A CORONER has called for major changes at a hospital after a patient was able to hang herself in a public toilet outside a mental health unit.

The coroner is now drawing up a report calling for a raft of improvements at Kendal’s Westmorland General Hospital (WGH) following the death of Katie Inman, 44, from Storth.

She was found in a toilet next to the hospital’s in-patient mental health unit last May, hanging from her dressing gown cord.

An inquest was told that a month before she had made at least two attempts to end her life and had told staff she was having suicidal thoughts. But nurses from Kentmere ward at WGH did not think these comments or attempts were 'serious', the hearing in Kendal was told.

Ian Smith, the south and east Cumbria coroner, criticised the trust for not providing him or Miss Inman’s family with a full report of an investigation into the ward following her death.

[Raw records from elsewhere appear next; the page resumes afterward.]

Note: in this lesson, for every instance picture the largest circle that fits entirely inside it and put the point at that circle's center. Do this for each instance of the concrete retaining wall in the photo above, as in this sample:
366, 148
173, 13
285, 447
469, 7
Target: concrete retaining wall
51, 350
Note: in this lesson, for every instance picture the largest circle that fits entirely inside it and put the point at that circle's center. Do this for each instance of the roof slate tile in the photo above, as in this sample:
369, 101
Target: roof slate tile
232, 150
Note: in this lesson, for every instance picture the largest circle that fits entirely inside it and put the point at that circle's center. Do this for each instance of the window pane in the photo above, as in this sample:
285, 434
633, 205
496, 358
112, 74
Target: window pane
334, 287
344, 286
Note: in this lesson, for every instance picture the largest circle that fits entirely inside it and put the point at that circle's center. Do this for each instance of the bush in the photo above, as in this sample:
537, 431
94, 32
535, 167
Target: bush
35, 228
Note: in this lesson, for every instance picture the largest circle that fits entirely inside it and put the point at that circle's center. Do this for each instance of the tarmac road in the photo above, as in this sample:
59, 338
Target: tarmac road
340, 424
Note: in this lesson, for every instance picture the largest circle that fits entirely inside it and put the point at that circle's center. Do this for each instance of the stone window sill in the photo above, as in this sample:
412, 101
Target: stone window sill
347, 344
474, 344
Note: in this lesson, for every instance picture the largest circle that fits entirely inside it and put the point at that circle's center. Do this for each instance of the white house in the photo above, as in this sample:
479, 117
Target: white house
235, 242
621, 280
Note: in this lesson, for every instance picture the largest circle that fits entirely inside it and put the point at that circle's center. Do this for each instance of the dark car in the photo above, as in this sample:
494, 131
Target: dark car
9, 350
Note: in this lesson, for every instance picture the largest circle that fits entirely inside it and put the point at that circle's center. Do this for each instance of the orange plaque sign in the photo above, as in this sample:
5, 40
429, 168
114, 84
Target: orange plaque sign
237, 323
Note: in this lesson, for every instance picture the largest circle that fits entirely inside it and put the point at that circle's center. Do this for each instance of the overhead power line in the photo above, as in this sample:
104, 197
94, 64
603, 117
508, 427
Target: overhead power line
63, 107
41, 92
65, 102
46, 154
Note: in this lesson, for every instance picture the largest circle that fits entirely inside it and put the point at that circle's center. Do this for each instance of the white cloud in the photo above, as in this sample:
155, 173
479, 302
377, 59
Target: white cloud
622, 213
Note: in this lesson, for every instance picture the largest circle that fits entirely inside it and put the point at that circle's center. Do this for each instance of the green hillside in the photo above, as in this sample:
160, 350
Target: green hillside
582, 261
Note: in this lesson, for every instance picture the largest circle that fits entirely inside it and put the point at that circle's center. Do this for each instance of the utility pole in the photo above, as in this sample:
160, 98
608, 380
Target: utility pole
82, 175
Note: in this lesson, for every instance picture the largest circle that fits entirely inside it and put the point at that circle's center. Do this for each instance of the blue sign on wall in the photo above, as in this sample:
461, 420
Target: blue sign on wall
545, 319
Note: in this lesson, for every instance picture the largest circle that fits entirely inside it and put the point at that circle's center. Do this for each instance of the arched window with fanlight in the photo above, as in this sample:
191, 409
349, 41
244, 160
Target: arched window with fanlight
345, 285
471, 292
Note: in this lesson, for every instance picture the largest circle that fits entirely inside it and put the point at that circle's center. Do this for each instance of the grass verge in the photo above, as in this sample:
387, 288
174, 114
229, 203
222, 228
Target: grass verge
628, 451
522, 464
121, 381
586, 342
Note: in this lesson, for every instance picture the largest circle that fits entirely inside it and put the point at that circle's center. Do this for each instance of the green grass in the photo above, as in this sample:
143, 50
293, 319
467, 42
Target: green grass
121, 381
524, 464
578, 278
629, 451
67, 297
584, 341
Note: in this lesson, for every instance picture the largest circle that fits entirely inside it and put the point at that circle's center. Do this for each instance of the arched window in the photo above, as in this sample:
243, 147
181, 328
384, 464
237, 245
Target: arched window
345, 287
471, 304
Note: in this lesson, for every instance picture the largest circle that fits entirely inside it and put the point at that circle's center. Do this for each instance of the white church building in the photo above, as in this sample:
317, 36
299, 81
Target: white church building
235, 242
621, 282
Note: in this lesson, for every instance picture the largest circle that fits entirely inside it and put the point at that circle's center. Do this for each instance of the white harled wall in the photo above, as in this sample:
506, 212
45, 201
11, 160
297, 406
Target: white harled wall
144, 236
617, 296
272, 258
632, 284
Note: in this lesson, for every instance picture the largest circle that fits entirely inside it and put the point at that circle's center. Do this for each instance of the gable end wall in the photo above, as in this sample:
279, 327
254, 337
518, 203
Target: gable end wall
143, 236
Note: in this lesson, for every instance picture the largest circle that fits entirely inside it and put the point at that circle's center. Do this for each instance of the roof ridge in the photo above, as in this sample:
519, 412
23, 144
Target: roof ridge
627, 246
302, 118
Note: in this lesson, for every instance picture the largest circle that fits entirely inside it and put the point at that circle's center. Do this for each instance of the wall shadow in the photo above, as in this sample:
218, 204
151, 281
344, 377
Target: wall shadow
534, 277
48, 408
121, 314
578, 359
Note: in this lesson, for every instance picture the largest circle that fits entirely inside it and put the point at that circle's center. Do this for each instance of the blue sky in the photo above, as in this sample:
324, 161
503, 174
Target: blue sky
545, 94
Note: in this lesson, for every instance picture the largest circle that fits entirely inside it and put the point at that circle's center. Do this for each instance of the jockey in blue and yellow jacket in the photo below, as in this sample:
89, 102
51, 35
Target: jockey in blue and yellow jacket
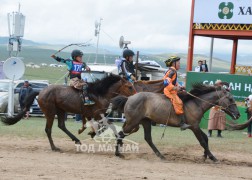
75, 67
127, 67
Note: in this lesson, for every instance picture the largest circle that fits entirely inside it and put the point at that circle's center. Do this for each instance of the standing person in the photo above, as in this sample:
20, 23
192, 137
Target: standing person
118, 63
217, 117
199, 67
172, 88
127, 67
204, 66
248, 103
75, 66
25, 90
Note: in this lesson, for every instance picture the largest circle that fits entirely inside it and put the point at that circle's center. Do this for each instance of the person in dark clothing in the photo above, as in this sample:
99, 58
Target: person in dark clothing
25, 90
127, 68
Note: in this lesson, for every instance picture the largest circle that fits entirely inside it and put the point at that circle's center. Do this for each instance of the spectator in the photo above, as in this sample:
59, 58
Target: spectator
25, 90
217, 118
199, 67
204, 66
248, 103
118, 63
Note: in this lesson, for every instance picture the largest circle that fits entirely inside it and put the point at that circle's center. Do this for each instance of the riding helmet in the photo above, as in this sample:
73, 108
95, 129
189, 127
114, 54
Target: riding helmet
170, 60
76, 53
127, 53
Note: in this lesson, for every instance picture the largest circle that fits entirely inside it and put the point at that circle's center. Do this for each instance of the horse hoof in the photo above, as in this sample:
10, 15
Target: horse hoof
80, 131
204, 158
119, 155
162, 158
92, 134
56, 149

And he said he would now issue a report calling for improvements to be made on the ward to prevent a similar tragedy happening in the future.

He wants to see:

* improved security and supervision for mental health patients in Kendal.

* better staff training in risk assessment

* more effective co-ordination between staff

* more liaison with families

Cumbria Partnership NHS Foundation Trust said it had already begun to take action, including making changes to procedures, training and patient assessments.

Trust area manager Meryl Taylor admitted the level of service was ‘not adequate’ and said that 'lessons had been learned'.

She said there had now been changes to staff training, handovers at the beginning of shifts and the manner ward reviews were carried out.

The two-day inquest heard that a week before her death Miss Inman had made a noose out of a dog lead during a home visit with her mother Rachel.

The hearing was told it was general practice to leave the ward unlocked during the day, which let Miss Inman leave without anyone noticing.

She was reported missing at around 1pm and found hanged in a public toilet close to the ward, which had not been checked for around 45 minutes.

Kentmere unit consultant Kenneth Wood said in hindsight she should have been put on continual observation.

Ms Inman's sisters, Helen Stevenson and Julie Hodgkins, both said they tried to warn staff about her mental state.

Mrs Hodgkins said: "The day before, I saw some marks on Katie's neck when I was talking to her.

I said: 'What have you done?' She didn't want to talk about it. I had a chat with a staff member and she said she didn't regard it as a serious attempt."

Mrs Stevenson said she phoned staff on the night of May 5 warning them Ms Inman was of 'high risk of suicide' and worried about her having unescorted leave and a dressing gown cord in her possession.

Assistant nurse Jamie Shepherd said he went through her belongings on May 5 to remove anything of danger after she had told him she was having suicidal thoughts. But he did not find the cord she ended up using.

Mr Smith said a series of signs had not been taken seriously between March 22 and May 6.

On May 6 it was written in Ms Inman's notes at 5:40am that she had tried to leave the ward, when stopped she said: 'I need to go, I can't handle this any more'.

Dean Stilling, the nurse in charge on May 6, said that when he started his shift he was not made aware of her notes.

Recording a narrative verdict, Mr Smith said: "Katie Inman died as a consequence of her own actions at a time when she was suffering from an acute episode of a long term mental illness which was being assessed by the Kentmere ward at Westmorland General Hospital."

Westmorland and Lonsdale MP Tim Farron said: “It is a massive tragedy.

"The best that can be hoped for is proper lessons are learned.

"The ward has had major investment and is probably the most improved in the north west."

An NHS Cumbria spokesperson said it had been assured by the Cumbria Partnership NHS Foundation Trust that it would act on the recommendations.